Pour le ministre luxembourgeois, il y a deux mots importants : "solidarité et responsabilité".
"Dans tous les pays de l'UE, nous ne sommes pas bons en ce qui concerne la migration, a-t-il reproché. Nous avons énormément de problèmes dans quelques pays mais aussi en général et si on n'arrive pas à établir une politique migratoire européenne, je pense qu'on va traîner ce boulet pendant des années encore. Si l'UE est un lieu où on défend les droits humains et l'État de droit, il faut que nous arrivions ensemble à avoir une politique migratoire commune qui convienne aux valeurs de l'UE."
Concernant l'adhésion de l'Ukraine à l'UE, Asselborn rappelle que les responsables européens en ont discuté lors de la réunion à Versailles.
"D'un côté il faut bien voir qu'il y a des règles à suivre, a-t-il expliqué. On a toujours utilisé le mot 'aspiration', pour devenir membre de l'UE. Je crois qu'il faut travailler à approfondir ce mot 'aspiration'."
Le ministre Asselborn a fait remarquer qu'intégrer l'Ukraine immédiatement, ne résoudra pas les problèmes.

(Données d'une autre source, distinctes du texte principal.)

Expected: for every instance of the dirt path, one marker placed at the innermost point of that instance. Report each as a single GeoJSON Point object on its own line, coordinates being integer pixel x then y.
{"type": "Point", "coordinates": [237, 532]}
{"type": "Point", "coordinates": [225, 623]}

"Nous avons un énorme défi devant nous, après cette guerre, pour remettre l'Ukraine en marche et pour aider l'Ukraine, où les gens pourront vivre, les jeunes comme les vieux, en paix", a-t-il insisté.
Se félicitant de sa participation au Forum, Asselborn a souligné son importance pour mieux comprendre la région.
"Le Président Recep Tayyip Erdogan a raison, il a pris position, il a dit qu'il faut que la diplomatie reprenne le devant. Je crois pouvoir dire aussi en tant qu'européen, que l'État de droit, tout ce qui se rapporte à l'indépendance de la justice, à la liberté des médias, à la séparation des pouvoirs, tout ça aussi est très important si on veut vraiment que la diplomatie se développe correctement", a conclu le ministre luxembourgeois.